The PDS-1's built-in minicomputer was needed for responding to user keyboard and light pen interactions quickly, without delays in talking to a remote timeshared large computer for help. The minicomputer's main task was to build and modify the display list as needed for the next refresh cycle. For text and 2-D line graphics this was easy and did not involve much computing. To minimize costs, Imlac designed their own simple minicomputer with as few registers and logic gates as possible. It was a single-accumulator machine much like a DEC PDP-8, except using 16-bit instructions and data instead of 12 bits. There were no integer multiply/divide instructions, no floating point instructions, no microprogramming, no virtual addressing, and no cache. The single form of address modification was via indirect address pointers held in memory. Certain pointer cells would auto-increment when used. Stack operations were not supported.
Programming of this minicomputer was via assembler language. It was not object code compatible with anything else and so had limited tool support. Imlac eventually added a self-hosted Fortran compiler (using an interpreter?) with hour-long compiles due to the cramped memory. Some PDS models had an optional IBM 2310 cartridge disk drive or 8-inch floppy drive. These ran a rudimentary disk OS supporting program overlays. The disks were dropped from later products.

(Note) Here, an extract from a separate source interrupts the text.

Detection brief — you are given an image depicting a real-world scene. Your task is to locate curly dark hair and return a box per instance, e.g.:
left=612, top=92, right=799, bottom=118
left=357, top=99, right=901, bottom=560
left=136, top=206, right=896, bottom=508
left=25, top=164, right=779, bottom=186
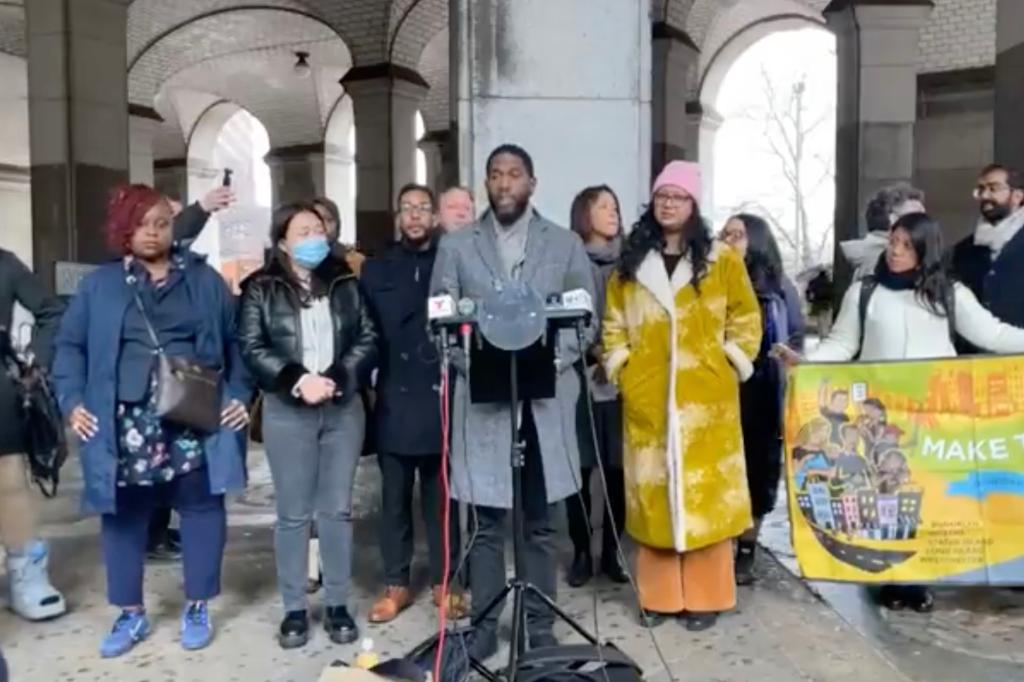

The PDS-1 electronics were built from 7400 series low-density TTL integrated circuits, with only a dozen logic gates or 4 register bits per DIP chip. Small printed circuit cards held up to 12 chips each. The shallow desk pedestal held three racks or rows of cards, with 25 cards per row, and a wire wrap backplane connecting all cards. There was no uniform backplane bus. Customer documentation included complete schematics down to the gate level, so that customers could design their own interface boards. It was possible to see, touch, and understand every detail of how the whole system worked. Cycle time for the core memory was 2.0 microseconds for the PDS-1, and 1.8 microseconds for PDS-1D. TTL logic ran 10x faster, with 10 timing pulses per core memory cycle.
The basic PDS-1 did not include the optional hardware cards for long vectors. Instead, the minicomputer created a long sequence of short-stroke display instructions. The software used a quick Breshenham method to compute intermediate points for sloped lines without doing multiplies or divides. The long vector hardware similarly needed only an add/subtract circuit. If a long vector program was mistakenly run on a basic machine without that option, the display processor could go wild and potentially burn the monitor phosphor or deflection amplifiers.